I turn on the radio. The station is having a retro throwback, and the song “Do You Love Me” by the Contours blasts through
the speakers. I almost change it until Emma laughs and surprises me when she begins lip-syncing. She’s shaking her fine ass all around the seat, a small crinkle forming across the bridge of her nose, her head bobbing in time with the music as she holds a pretend microphone and sings to me.
As she lets loose and mouths the words “Do you love me?” I want to tell her that I will. I will love her, despite everything that tells me I shouldn’t.
I will love you, Emma Fletcher.
By the time she’s done her song, we’re at the lake. It’s opposite the pier, directly south, but it’s pure waterfront real estate. A little cove I like to call my own. I back the truck up to the water’s edge and cut the engine. “Here we are.”

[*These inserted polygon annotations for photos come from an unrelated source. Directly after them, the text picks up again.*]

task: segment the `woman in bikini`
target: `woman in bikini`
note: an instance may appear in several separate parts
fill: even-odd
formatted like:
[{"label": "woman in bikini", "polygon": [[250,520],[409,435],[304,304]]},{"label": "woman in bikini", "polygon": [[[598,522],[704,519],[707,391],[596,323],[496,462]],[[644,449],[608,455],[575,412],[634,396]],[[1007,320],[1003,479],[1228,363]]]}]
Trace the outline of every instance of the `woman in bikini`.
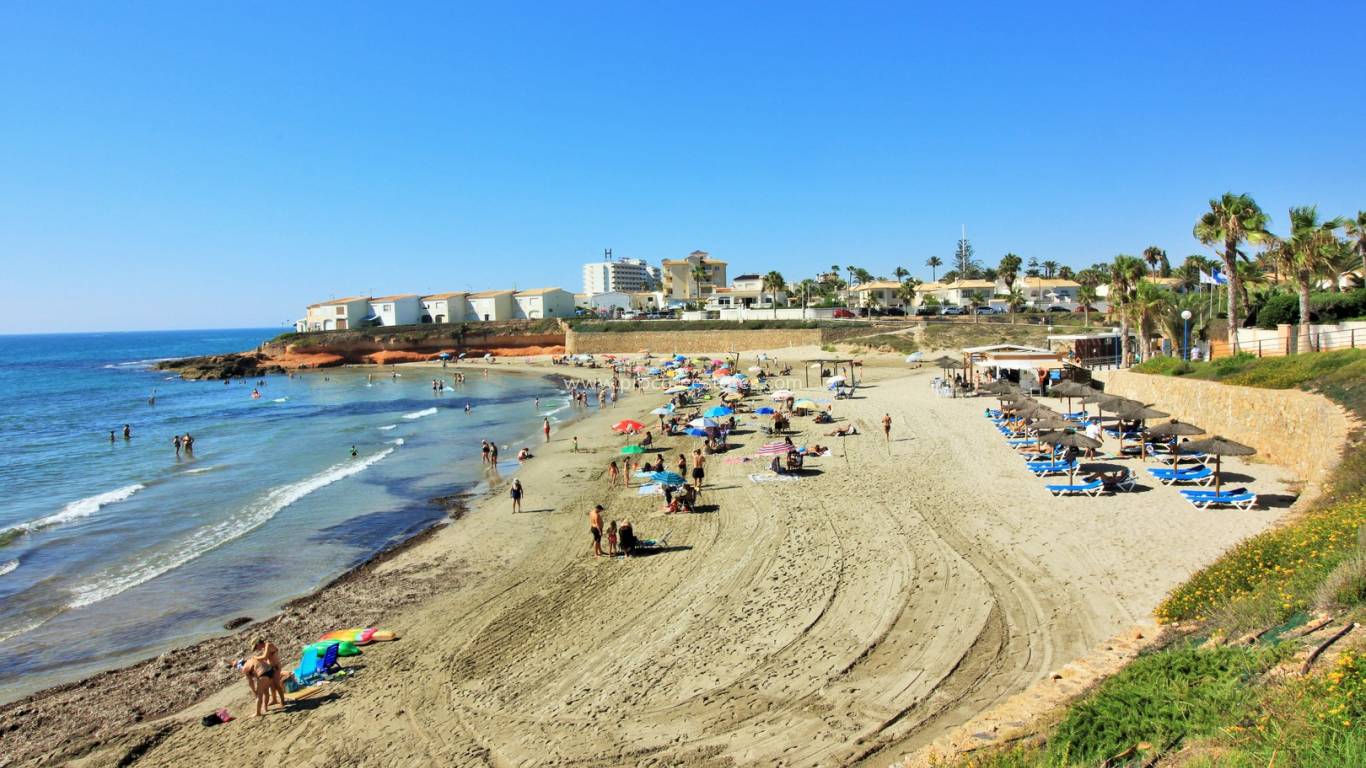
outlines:
[{"label": "woman in bikini", "polygon": [[242,666],[242,675],[247,679],[247,687],[255,694],[255,715],[265,715],[275,704],[284,707],[284,671],[280,668],[280,649],[265,638],[257,638],[251,644],[251,656]]}]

She lets out a disbelieving giggle. “We’re in the middle of nowhere for dinner?”
“Yep,” I tell her. “Wait here, rock star.”
“Okay,” she says, drawing out the word. She’s skeptical of my dining choice, not that I can blame her.
I exit the truck and walk around the back, popping the tailgate. I’ve only ever brought one other girl here, but there’s something about Emma that makes me feel at peace. I don’t know why. It’s not like she has her shit together. Even if she’s a great pretender, I can tell she’s hiding something. She’s way too jumpy and often reserved—telltale signs of someone who is keeping a part of herself tucked away. A defense mechanism.
I hoist myself up into the box and gather the few supplies I had packed for tonight. I spread the blankets first, making sure they’re plush enough for her to be comfortable. I toss a few pillows toward the cab and set them in an upright position before I grab the bag of food and candles. There is no movement, not even the softest breeze. Perfect. I light a few of the candles and place them on either side of the box. When I think it looks good enough, I jump off the back and make my way to Emma’s side.
When I open her door, she offers a warm smile in exchange for my extended hand. I help her out and lead her to the back of the truck. Her eyes scan the lake. In this heat, the stillness of this night, it’s like liquid glass. I watch her watching the lake and I wish my brain were a camera so I could freeze the way she looks right now.